Epoxy is a pain, just use a sticky connector envelope instead.
USB disconnect disabling whole USB host is trivial to code. You would disable on disconnect instead of whitelisting as there can be USB host bugs.
Add a boot password so that only admin can start the machine...
Plus the are solutions where drivers are also put in a VM to further reduce attack surface.
I've never had a problem converting modest amounts of CNY <-> USD at any bank in China or in the USA. Are you referring to capital export controls (~100k CNY/year)?
I live and work in China and move far than that a year. Also the NZ / Australian property markets are both in a bubble caused by Chinese cash investment by wealthy individuals, 100k CNY won't buy anything.
They could glue in a USB data blocker, which is a thing that plugs into a USB port and has a USB socket on the other end and has the power lines connected between the port and socket but not the data lines.
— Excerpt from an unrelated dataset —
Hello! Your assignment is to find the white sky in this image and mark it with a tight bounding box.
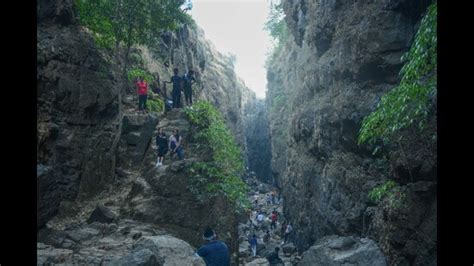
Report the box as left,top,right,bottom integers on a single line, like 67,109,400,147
189,0,272,98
Semiconductor technology is one of the areas of global-technological competition which surely benefit from secrecy. For example, several years ago one of the c-level executives at this specific OEM was caught taking pictures inside of one of their customer's facility. Only the engineering staff from that oem is allowed inside those facilities now, and only for maintenence activity.
It's a very secret industry, and getting even tighter now since China has been blocked from acquiring the latest semiconductor technology. China has so far invested over $40 billion in boosting their chip-making abilities, to acquire capital, IP, and knowledge-workers. Given their history of borrowing technology from other countries without attribution, if I were at the head of a semiconductor related company, I would clamp down on the secrets ahead of the danger.